Em 1901 o comerciante de Chicago John deKay conseguiu do governo federal mexicano a licença para comercializar carne desossada resfriada na capital federal. Foi criada uma empresa de capital norte americano e britânico (‘Mexican National Packing Company’) que construiu uma unidade para a desossa de carne resfriada em Uruapán, estado de Michoacán em 1908, de onde propunha abastecer os açougues da capital. A carne com osso provinha dos Estados Unidos.  A empresa tinha como sócio o vice presidente mexicano Ramón Corral, que com os seus bons relacionamentos políticos conseguiu do ministério das Finanças a isenção de impostos de importação para a fábrica durante cinco anos. Quando o primeiro carregamento de carne com osso procedente dos Estados Unidos chegou ao porto, foi apreendido e destruído pela alfândega pelo não pagamento das taxas de importação. Iníciou-se uma crise. DeKay foi pressionado pelo governo a comprar de Alberto Terrazas a sua concessão de exploração do matadouro de Peravillo por 2,5 milhões de dólares, o mesmo valor que ele tinha investido na reconstrução do mesmo. Usando propaganda agressiva e sorteios de prêmios, como máquinas de costura (uma novidade na época), a empresa de DeKay conseguiu superar a resistência dos mexicanos ao consumo de carne frigorificada.
Foram abertas diversas lojas em pontos estratégicos e as vendas cresceram, chegando a dominar 85% do mercado. Foi construído um armazém frigorífico em Rancho del Chopo para ajudar na logística. Com a deposição de Porfirio Diaz em 1911 pela Revolução, uma série de problemas políticos e financeiros prejudicou a empresa que veio a falir em 1912. Quando DeKay faleceu em 1938 a fábrica em Michoacán estava em ruínas e o matadouro de Peralvillo sobreviveu até 1955, quando foi fechado e substituído por um moderno matadouro em Rastro Ferreri.

BUENOS AIRES

O primeiro matadouro oficial de Buenos Aires foi construído em 1607. Funcionava na Praça Lavalle, sendo depois, transferido para Recoleta e finalmente para Belgrano. Um funcionário do Cabildo era responsável pelo controle de qualidade e tabelar os preços das carnes.

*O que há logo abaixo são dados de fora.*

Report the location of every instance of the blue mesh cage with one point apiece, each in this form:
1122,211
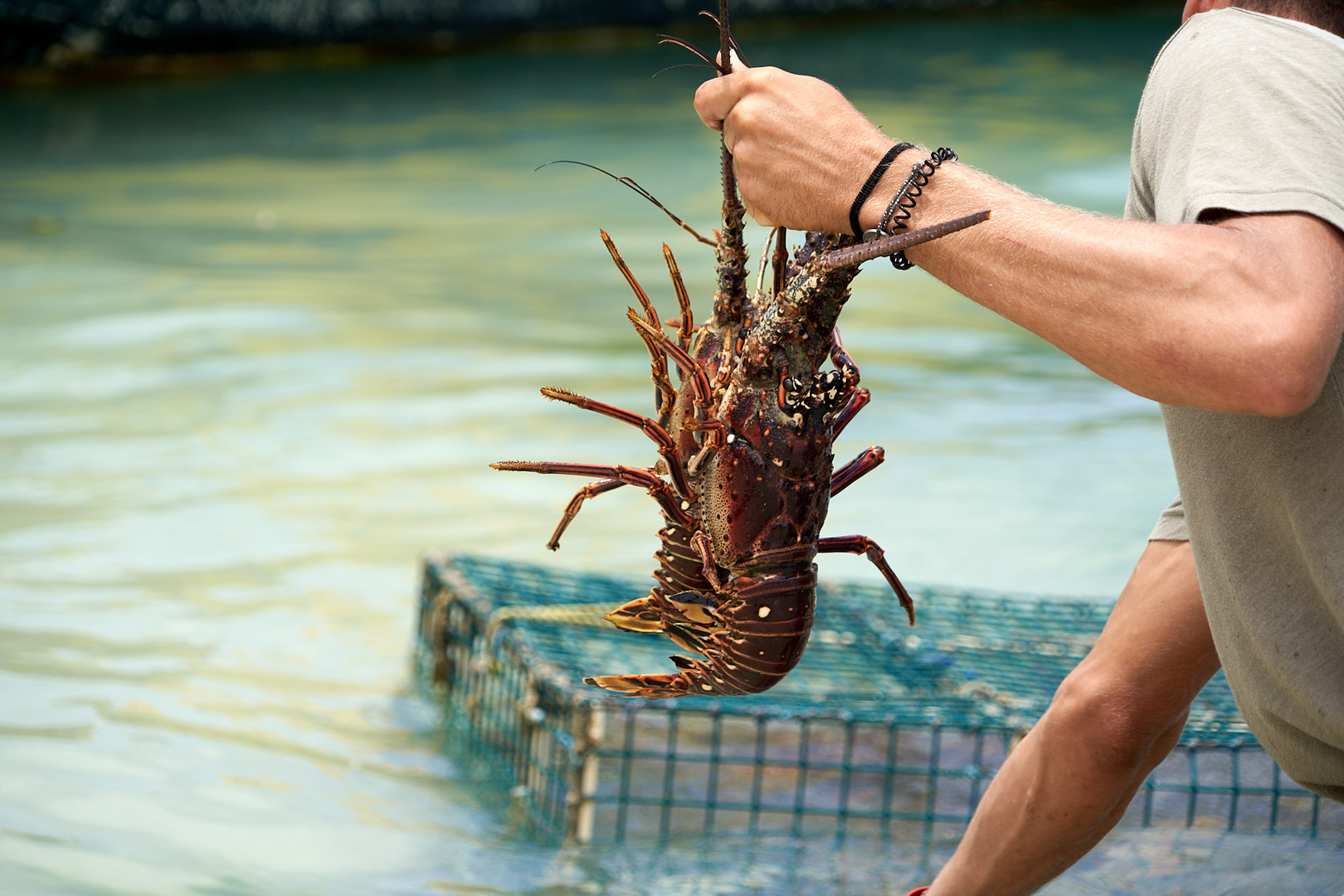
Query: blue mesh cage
880,731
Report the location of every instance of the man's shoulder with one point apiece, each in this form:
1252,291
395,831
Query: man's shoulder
1242,39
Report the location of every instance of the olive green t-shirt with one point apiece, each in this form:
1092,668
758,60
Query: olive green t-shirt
1244,112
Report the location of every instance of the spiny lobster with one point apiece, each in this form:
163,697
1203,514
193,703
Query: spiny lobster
745,445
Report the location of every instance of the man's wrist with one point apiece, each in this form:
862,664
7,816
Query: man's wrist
895,175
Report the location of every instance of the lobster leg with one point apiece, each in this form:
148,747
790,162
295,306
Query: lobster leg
683,299
667,448
672,505
665,392
572,509
863,464
866,546
856,403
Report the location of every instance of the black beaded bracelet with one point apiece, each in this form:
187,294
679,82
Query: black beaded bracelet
901,206
873,182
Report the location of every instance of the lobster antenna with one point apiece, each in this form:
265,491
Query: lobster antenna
641,191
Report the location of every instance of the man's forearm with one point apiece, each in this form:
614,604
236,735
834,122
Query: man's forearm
1241,316
1210,316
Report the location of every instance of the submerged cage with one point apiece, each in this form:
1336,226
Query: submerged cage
882,730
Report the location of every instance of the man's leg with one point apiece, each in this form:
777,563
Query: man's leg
1112,722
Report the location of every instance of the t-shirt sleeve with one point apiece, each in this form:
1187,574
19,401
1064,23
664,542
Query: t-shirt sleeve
1220,130
1171,524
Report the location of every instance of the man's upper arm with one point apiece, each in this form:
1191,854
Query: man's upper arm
1305,257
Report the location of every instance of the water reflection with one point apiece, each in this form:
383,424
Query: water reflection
260,338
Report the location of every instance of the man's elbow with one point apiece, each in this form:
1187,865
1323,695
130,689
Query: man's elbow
1291,381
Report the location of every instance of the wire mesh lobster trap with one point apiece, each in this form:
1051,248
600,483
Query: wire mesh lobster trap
880,731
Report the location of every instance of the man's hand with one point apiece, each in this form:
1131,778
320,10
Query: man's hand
800,149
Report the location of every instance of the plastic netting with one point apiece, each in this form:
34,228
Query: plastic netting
882,730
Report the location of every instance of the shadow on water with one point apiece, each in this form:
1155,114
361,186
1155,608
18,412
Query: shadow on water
260,338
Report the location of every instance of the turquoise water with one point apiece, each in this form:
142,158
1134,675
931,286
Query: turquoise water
260,338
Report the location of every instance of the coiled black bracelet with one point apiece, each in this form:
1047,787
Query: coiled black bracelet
873,182
899,207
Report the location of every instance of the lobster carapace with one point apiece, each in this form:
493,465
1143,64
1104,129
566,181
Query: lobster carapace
745,472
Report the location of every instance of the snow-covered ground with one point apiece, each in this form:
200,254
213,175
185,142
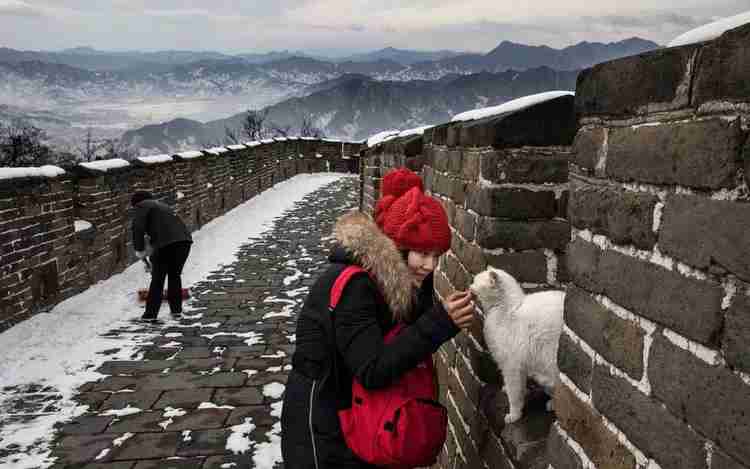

Em 1830, começou a funcionar o matadouro de Convalescencia, assim chamado porque foi construído onde havia existido um hospital de recuperação de enfermos. Funcionou no local até 1872 quando foi transferido para o Parque de los Patrícios. Em 1884, devido a uma grande enchente e a reclamação frequente dos vizinhos pelo mau cheiro, foi decidido a desativação do matadouro.

Em 1889 foi lançada a pedra fundamental do ‘Mercado Nacional de Fazenda e Matadouro Municipal’ que seria construído ao sul de Liniers. Só em 1900 é que foi concluído e o local ficou conhecido como Nueva Chicago. Junto ao matadouro numa área de 32 hectares, nos moldes do ‘Union Stockyards’ de Chicago foram construídos 3.000 currais para receber  e expor o gado a ser vendido, sendo o principal responsável pelo fornecimento de bovinos em pé para a maioria dos frigoríficos em torno de Buenos Aires. Mesmo depois, do fechamento do matadouro continuou funcionando os currais e hoje é uma empresa privada.

MONTEVIDÉU

Em Montevidéu, no Uruguai, o matadouro municipal foi instalado em La Tablada em 1876. Em 1889 o matadouro foi reformado e continuou funcionando até 1931 quando foi transferido para La Madrid e Pedernera.